REC sales continue to slide in a worrying trend for the sector
In yet another indication that all is not well in India’s renewables sector, sales of renewable energy certificates (REC) dropped by 22%. The Indian Energy Exchange (IEX) and Power Exchange of India (PXIL), the two power bourses in the country, which are engaged in trading of RECs, reported at the end of the June trading period that REC trade volume fell to 6.98 lakh units in June as compared to 8.96 lakh in the same month a year ago. As availability of power from solar and hydro projects contracted long term with discoms increases, availability of RECs on trading platforms has reduced. This has resulted in buy bids exceeding sell bids, and an increase in the value of the certificates. This does not bode well for growth trajectory of renewables in the country and indicates an urgent need to bring more projects under the REC ambit.
WTO provides India relief in trade battle over solar exports to the US
A World Trade Organization (WTO) dispute panel has ruled in favor of India in its complaint against the United States over subsidies and rules applied by eight US states in the renewable energy sector, such as for solar and wind power. The panel found that California, Connecticut, Delaware, Massachusetts, Michigan, Minnesota, Montana, and Washington had improperly given tax or financial incentives to domestic producers of renewable energy systems, components or “inputs” made in those states, in effect discriminating against imported goods. India didn’t specify the amount of alleged damage of the practices. The two sides have up to 60 days to appeal.
Centre to introduce solar scheme for farmers
The Indian government is in the process of operationalising a scheme to enable the sale of solar power generated on farms to the government. Power minister RK Singh informed the Lok Sabha on July 4 that farmers would now be able to use their land to install solar panels, power generated from which would be bought by the government at 30-35 paise per unit. According to the minister, this would ensure an annual income of up to Rs1 lakh, as part of the Prime Minister’s target of doubling farmer income by 2022.

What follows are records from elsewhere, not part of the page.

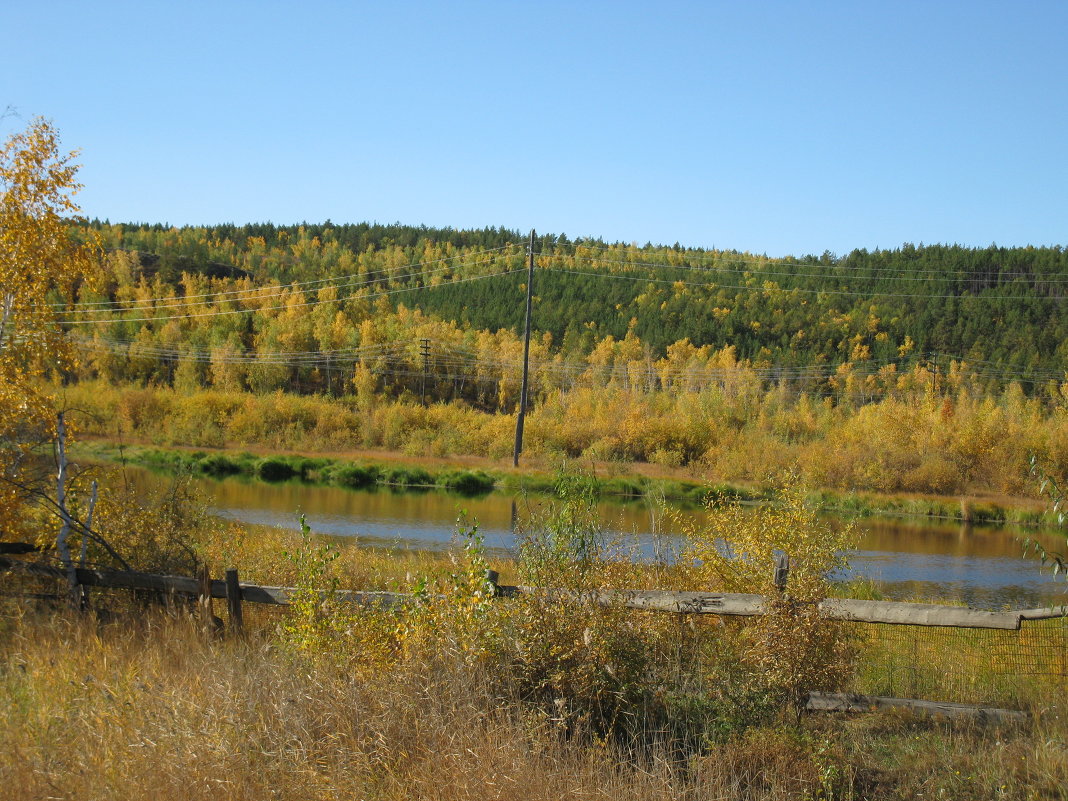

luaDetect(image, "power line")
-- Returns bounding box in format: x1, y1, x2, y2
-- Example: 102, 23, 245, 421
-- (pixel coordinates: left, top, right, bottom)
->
63, 260, 523, 326
543, 267, 1063, 301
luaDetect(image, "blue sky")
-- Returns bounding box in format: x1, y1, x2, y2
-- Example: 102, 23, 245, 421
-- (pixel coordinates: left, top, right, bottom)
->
0, 0, 1068, 255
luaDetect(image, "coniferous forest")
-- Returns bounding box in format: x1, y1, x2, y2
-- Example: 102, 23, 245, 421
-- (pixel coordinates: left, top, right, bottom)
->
45, 221, 1068, 494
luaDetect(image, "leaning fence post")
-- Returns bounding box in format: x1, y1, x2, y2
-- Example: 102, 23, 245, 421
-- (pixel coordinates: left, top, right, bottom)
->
197, 565, 222, 634
772, 551, 790, 594
226, 568, 245, 634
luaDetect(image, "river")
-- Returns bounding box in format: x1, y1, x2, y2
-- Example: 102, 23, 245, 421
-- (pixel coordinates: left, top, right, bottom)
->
127, 468, 1068, 609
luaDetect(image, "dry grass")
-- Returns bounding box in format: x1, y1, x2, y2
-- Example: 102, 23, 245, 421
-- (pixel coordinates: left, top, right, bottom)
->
0, 610, 1068, 801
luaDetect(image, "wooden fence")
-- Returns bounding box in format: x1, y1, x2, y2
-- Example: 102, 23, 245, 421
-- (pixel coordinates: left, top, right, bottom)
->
0, 556, 1068, 722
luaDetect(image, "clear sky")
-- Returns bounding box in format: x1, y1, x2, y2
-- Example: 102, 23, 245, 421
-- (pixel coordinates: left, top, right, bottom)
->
0, 0, 1068, 255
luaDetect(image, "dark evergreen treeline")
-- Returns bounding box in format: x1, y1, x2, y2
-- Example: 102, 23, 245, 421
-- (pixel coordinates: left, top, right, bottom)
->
71, 221, 1068, 390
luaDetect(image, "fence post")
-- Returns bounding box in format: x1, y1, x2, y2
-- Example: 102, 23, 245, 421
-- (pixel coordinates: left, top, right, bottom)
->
772, 551, 790, 594
197, 565, 222, 635
226, 568, 245, 635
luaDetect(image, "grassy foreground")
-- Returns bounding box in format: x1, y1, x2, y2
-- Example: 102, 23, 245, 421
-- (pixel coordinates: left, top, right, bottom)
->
0, 614, 1068, 801
6, 474, 1068, 801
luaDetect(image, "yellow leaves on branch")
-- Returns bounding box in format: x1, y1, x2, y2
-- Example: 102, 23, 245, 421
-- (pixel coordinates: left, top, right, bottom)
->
0, 119, 97, 534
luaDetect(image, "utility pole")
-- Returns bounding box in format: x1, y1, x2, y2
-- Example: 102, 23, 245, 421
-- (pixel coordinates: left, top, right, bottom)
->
419, 340, 430, 406
512, 229, 534, 467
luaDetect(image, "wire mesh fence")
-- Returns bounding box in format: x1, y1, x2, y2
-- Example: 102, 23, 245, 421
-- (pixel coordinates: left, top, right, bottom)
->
0, 570, 1068, 709
848, 617, 1068, 709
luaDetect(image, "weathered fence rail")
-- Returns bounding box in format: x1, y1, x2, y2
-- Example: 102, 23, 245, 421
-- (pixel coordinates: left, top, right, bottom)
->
0, 556, 1068, 630
0, 555, 1068, 723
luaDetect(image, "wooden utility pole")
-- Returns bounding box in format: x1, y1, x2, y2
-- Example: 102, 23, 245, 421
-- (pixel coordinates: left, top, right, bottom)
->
512, 229, 534, 467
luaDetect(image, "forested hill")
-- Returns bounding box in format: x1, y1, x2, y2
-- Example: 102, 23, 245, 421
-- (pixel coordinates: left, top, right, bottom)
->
77, 222, 1068, 379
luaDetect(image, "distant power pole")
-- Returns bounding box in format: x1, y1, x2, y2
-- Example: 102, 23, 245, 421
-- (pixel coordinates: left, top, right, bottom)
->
512, 229, 534, 467
419, 340, 430, 406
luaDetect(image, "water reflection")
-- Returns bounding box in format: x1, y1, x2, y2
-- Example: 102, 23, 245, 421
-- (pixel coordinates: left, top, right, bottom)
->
121, 470, 1065, 609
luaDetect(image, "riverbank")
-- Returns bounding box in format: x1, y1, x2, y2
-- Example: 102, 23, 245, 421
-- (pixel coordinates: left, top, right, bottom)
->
73, 438, 1056, 529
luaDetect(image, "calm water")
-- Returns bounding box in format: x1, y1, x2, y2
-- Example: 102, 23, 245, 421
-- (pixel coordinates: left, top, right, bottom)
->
129, 471, 1068, 609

Delhi police to go solar across the capital
In a bid to transition to clean energy and cut down on electricity bills, the Delhi police on July 3 announced that it would install rooftop solar energy systems in over 200 of its buildings across the city. The installation will be taken up as a part of an MOU between the Solar Energy Corporation of India (SECI) and the Delhi police. With this project, it is estimated that Rooftop Solar Systems of total capacity of about 3-4 MW will be implemented across various Delhi police buildings.